Es ist spät am Morgen, vor uns liegen noch 650 KM. Unser Ziel ist ein seit langer Zeit verlassenes, einst sehr luxuriöses Herrenhaus. Vorbei an fantastischen Anwesen, die ihres Gleichen suchen. Eine Gegend der Superreichen…und mitten drin, eine ganz besondere Schönheit. Versteckt hinter bewachsenen Bäumen, wie der Name schon vermuten lässt, umgeben von einer hohen Mauer liegt das Château Verdure – bröckelnd und verfallen.

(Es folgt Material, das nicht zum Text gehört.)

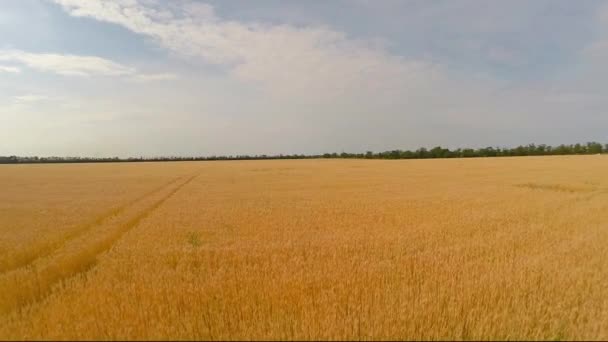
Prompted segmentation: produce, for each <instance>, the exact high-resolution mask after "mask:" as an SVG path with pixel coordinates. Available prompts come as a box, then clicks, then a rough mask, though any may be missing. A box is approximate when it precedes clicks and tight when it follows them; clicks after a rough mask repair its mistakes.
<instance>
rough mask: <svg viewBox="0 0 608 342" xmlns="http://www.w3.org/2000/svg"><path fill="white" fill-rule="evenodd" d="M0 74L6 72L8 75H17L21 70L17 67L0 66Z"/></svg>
mask: <svg viewBox="0 0 608 342" xmlns="http://www.w3.org/2000/svg"><path fill="white" fill-rule="evenodd" d="M0 72H8V73H12V74H18V73H20V72H21V69H19V68H17V67H11V66H4V65H0Z"/></svg>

Wahrscheinlich wurde es in den 1930er Jahren erbaut und liegt nun vergessen in einem französischen Vorort.

Der Eingangsbereich ist die Hauptattraktion an diesem Ort. In einer Nische unter einer geschwungenen Steintreppe steht ein alter staubiger Flügel auf einem schwarz-weiß karierten Fliesenboden. Der Glanz  ist längst verblasst. Die Sonne scheint durch die Fensterscheiben der Doppeltüren und wirft ein schönes, subtiles Licht auf die Tasten. Der Boden ergänzt sich vom Treppenabsatz im ersten Stock aus wunderbar. Von diesem Standpunkt aus krümmt sich das schmiedeeiserne Geländer der Treppe um das Klavier. Es ist wahrscheinlich die geschwungene Form der massive Steintreppe, die für die strukturelle Integrität dieses Raums sorgt.

Beim Betrachten der Wände und Böden bekommt man eine ganz eigene Vorstellung wie prachtvoll es hier einst gewesen sein muss. Die Zeit hat jedoch deutliche Spuren hinterlassen. Die obere Etage ist nicht mehr begehbar und liegt zum Großteil schon ein Stockwerk tiefer. Einige provisorische Stützen sind aufgestellt worden, um Schlimmeres zu verhindern. Leider wurde auch dieser Ort von Sprayern heimgesucht.